LIPOGRAM_GRADER_PROMPT = "You are an editor grading short paragraphs against a rubric."

agent = create_deep_agent(
    model="anthropic:claude-haiku-4-5",
    middleware=[
        RubricMiddleware(
            model="anthropic:claude-haiku-4-5",
            system_prompt=LIPOGRAM_GRADER_PROMPT,
            tools=[check_lipogram],
            max_iterations=5,
            on_evaluation=lambda ev: print(ev["result"], ev["explanation"]),
        ),
    ],
    checkpointer=InMemorySaver(),
)

config = {"configurable": {"thread_id": "lipogram-session"}}
result = agent.invoke(
    {
        "messages": [
            HumanMessage(
                "Write a short paragraph (3-4 sentences) about the ocean without using the letter 'e'."
            )
        ],
        "rubric": (
            "- The paragraph contains zero instances of the letter 'e'\n"
            "- The paragraph is about the ocean and includes at least two vivid sensory details"
            " (sight, sound, smell, touch, or taste).\n"
            "- The paragraph is 3-4 sentences long."
        ),
    },
    config=config,
)

print(result["messages"][-1].content)   # the final paragraph
The rubric field on input state is the trigger. Each grader iteration is delivered to on_evaluation as a RubricEvaluation dictionary containing the verdict, explanation, and per-criterion gaps. When no rubric is supplied on input state, the middleware does not run.

Observing iteration progress

Run the agent with agent.stream(..., stream_mode="custom") instead of agent.invoke(...) to receive each grader event as it fires.
EventWhen firedPayload fields
rubric_evaluation_startBefore the grader runs.type — event name
grading_run_id — shared across all events within one rubric attempt
iteration — zero-based index of the current grading run
rubric_evaluation_endAfter the grader returns or after a grader exception.type — event name
grading_run_id — shared across all events within one rubric attempt
iteration — zero-based index of the current grader pass
result — terminal verdict for this pass
explanation — summary from the grader
criteria — per-criterion verdicts
The same RubricEvaluation payload is also delivered synchronously to the on_evaluation callback after each grader pass, and the full history is reachable through agent.get_state(config).values on a checkpointed thread.

Rubric persistence

A single agent.invoke() call runs the rubric loop to completion and returns with a terminal verdict: satisfied, failed, or max_iterations_reached.
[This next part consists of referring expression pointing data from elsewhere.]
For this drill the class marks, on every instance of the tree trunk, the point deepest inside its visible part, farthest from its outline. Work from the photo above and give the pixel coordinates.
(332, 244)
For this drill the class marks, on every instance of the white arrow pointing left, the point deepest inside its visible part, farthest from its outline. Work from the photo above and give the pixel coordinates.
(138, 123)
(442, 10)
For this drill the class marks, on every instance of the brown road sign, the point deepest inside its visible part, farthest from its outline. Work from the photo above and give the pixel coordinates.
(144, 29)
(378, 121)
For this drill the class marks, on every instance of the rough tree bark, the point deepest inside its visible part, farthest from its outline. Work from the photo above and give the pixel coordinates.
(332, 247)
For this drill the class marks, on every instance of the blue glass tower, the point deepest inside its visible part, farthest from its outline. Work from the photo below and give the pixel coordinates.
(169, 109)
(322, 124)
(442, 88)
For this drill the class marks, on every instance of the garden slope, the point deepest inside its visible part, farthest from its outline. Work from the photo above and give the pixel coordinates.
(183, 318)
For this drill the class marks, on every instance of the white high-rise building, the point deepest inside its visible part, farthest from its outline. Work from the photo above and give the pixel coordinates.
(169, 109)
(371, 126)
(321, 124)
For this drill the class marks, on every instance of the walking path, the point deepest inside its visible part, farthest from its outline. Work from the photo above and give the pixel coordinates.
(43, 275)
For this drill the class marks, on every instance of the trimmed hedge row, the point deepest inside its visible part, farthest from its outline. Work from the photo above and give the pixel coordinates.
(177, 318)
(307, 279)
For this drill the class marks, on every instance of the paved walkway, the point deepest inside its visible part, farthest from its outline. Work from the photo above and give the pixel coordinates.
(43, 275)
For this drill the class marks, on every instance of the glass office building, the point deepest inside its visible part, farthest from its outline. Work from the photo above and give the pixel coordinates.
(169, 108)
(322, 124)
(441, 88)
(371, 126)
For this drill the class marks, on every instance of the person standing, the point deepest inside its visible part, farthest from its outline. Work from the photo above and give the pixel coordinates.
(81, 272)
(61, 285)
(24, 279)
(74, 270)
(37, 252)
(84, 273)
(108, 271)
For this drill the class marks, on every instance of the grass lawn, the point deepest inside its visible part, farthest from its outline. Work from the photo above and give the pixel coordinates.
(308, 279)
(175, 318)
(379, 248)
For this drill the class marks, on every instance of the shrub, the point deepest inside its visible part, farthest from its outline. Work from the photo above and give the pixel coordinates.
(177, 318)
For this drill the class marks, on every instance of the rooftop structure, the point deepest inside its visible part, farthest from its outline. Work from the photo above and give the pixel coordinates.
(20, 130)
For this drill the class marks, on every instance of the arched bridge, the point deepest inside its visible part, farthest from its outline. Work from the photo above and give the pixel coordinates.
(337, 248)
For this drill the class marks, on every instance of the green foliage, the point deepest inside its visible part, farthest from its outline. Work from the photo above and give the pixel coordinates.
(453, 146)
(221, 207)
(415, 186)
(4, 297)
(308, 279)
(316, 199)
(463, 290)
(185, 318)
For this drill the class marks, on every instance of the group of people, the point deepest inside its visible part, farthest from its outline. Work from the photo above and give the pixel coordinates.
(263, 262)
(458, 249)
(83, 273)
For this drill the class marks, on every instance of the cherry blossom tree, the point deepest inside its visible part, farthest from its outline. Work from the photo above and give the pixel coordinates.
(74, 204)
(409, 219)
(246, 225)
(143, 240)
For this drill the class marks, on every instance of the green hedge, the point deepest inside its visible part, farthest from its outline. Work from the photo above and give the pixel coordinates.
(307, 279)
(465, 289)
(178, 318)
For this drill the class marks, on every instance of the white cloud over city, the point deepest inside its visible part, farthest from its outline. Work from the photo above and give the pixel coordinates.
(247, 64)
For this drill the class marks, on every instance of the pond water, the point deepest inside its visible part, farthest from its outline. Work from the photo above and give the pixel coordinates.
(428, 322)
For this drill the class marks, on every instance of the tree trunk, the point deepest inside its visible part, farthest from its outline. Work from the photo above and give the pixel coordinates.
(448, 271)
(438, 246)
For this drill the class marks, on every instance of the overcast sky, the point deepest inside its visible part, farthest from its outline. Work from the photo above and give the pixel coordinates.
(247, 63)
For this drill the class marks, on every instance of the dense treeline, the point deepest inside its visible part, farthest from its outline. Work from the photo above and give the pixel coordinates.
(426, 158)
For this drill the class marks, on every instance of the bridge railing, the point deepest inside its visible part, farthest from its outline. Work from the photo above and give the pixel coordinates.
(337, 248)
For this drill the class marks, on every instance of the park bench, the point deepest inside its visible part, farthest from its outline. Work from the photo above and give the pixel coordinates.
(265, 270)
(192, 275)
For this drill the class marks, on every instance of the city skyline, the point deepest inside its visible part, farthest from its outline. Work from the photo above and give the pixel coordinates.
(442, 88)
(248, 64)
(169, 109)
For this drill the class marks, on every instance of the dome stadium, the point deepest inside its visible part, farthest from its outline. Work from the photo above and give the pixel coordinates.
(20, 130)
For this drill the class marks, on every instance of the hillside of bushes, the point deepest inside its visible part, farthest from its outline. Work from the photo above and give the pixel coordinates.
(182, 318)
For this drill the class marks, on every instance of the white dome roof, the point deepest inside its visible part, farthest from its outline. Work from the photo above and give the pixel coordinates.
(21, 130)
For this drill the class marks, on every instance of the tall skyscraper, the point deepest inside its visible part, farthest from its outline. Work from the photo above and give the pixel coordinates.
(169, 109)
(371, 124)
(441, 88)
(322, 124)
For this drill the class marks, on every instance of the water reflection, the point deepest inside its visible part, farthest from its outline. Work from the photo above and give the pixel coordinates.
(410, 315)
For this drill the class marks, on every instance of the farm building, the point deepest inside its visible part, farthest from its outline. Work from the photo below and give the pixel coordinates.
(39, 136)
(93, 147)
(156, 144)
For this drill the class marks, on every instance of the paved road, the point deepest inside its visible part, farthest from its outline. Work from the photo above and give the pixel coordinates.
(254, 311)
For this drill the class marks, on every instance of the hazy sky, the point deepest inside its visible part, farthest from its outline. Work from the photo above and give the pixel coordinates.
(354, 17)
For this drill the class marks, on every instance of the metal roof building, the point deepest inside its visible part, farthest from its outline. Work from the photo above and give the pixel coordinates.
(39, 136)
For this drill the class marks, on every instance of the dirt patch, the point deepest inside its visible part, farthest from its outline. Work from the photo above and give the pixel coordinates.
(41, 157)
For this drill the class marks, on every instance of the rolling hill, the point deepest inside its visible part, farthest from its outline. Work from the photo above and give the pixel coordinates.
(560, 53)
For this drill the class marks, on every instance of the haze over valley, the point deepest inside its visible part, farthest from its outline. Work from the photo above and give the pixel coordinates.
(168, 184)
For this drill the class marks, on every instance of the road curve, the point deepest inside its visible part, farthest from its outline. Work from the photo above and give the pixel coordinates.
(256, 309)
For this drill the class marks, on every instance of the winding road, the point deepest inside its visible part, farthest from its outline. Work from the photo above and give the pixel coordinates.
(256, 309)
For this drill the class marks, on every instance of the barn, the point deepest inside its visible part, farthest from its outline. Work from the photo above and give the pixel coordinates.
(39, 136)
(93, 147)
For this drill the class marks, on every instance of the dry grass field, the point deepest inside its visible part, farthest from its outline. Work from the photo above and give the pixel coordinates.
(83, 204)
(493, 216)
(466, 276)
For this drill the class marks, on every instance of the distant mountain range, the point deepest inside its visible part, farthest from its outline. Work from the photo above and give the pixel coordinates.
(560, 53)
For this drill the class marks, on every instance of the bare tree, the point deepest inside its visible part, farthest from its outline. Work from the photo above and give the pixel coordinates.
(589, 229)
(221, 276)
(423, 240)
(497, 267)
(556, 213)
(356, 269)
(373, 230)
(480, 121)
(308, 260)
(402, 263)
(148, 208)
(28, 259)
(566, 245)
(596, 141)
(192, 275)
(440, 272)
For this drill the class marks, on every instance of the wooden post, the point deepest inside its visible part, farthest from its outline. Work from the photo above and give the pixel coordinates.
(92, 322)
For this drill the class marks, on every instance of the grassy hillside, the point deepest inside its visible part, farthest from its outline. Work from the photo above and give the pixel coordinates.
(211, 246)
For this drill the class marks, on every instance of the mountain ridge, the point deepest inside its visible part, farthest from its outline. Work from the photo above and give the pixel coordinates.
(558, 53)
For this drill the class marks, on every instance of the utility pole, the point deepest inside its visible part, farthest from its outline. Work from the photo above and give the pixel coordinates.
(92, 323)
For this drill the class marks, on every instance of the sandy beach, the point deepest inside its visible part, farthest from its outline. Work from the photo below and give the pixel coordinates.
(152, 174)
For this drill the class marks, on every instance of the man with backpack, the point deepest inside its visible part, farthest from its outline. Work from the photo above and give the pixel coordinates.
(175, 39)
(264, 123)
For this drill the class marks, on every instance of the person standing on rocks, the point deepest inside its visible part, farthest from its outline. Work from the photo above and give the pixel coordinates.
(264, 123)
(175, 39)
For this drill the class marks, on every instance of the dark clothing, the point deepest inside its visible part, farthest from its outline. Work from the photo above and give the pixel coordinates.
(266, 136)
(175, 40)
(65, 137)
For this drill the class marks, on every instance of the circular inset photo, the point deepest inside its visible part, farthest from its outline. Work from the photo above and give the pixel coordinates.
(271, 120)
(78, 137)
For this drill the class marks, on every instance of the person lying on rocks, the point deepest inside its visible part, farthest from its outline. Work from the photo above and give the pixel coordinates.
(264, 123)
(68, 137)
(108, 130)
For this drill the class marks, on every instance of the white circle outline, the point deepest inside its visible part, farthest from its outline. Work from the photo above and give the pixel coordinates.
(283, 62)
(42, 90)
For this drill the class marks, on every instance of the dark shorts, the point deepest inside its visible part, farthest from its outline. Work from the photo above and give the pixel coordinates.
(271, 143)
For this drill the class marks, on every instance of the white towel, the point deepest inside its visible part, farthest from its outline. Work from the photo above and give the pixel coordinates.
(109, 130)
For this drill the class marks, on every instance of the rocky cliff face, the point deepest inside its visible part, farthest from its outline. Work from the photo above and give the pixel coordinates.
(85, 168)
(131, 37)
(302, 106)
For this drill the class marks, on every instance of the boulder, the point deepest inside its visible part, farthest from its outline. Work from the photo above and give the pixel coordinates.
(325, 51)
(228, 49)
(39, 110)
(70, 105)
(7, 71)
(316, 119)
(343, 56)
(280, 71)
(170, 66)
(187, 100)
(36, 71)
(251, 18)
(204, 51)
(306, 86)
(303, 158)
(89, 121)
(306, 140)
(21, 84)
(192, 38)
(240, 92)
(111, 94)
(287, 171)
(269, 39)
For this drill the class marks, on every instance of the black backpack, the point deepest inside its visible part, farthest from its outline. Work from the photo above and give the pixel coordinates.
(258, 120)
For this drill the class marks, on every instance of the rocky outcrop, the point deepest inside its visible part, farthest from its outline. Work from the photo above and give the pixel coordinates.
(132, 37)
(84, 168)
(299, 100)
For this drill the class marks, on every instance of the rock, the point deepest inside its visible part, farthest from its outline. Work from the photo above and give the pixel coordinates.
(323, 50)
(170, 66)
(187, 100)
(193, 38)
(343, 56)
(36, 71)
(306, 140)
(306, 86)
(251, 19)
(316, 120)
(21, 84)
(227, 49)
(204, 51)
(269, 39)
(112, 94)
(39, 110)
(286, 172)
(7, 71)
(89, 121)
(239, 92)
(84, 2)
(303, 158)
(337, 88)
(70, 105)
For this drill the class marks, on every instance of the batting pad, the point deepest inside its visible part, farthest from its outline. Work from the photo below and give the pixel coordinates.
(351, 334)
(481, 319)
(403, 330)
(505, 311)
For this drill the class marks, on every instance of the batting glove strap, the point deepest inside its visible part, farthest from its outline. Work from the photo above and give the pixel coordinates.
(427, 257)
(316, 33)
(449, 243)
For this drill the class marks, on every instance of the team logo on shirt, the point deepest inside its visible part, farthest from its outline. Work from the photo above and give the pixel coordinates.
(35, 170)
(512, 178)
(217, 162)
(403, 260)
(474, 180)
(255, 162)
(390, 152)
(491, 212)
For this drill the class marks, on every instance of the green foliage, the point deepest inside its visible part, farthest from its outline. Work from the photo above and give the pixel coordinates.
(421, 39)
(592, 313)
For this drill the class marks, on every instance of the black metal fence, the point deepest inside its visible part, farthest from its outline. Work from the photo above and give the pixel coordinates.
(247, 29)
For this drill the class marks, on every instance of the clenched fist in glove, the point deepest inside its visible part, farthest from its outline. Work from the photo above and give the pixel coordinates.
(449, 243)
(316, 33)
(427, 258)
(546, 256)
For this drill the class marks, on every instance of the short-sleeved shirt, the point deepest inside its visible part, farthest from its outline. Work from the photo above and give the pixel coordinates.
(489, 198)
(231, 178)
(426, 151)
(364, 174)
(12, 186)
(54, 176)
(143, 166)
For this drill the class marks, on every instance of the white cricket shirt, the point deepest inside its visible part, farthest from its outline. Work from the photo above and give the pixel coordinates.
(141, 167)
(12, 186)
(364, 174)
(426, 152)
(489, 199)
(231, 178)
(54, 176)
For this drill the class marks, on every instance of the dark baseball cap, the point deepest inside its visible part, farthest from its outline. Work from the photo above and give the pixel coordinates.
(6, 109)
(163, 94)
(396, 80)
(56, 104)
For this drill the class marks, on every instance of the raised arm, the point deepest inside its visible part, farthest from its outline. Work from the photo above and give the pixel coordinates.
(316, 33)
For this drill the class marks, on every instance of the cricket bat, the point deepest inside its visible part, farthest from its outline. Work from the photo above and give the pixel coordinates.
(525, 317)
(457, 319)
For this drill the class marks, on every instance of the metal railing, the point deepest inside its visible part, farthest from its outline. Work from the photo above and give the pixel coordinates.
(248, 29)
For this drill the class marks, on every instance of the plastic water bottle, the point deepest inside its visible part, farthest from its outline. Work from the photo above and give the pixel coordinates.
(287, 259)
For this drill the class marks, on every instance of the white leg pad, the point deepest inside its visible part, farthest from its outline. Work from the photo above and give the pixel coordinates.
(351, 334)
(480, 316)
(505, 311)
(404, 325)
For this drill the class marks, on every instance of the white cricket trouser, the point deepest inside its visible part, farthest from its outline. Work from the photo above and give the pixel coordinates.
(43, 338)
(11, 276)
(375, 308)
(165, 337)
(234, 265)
Rubrics carry over to follow-up invocations only if a checkpointer is attached and the same thread_id is passed alongside the invocation. In these cases, the same rubric persists across future invoke calls until the user passes a new one in. Interrupts (KeyboardInterrupt, asyncio.CancelledError) propagate out of agent.invoke() uncaught. On a checkpointed thread, the next invocation with the same rubric resumes the in-flight grading run.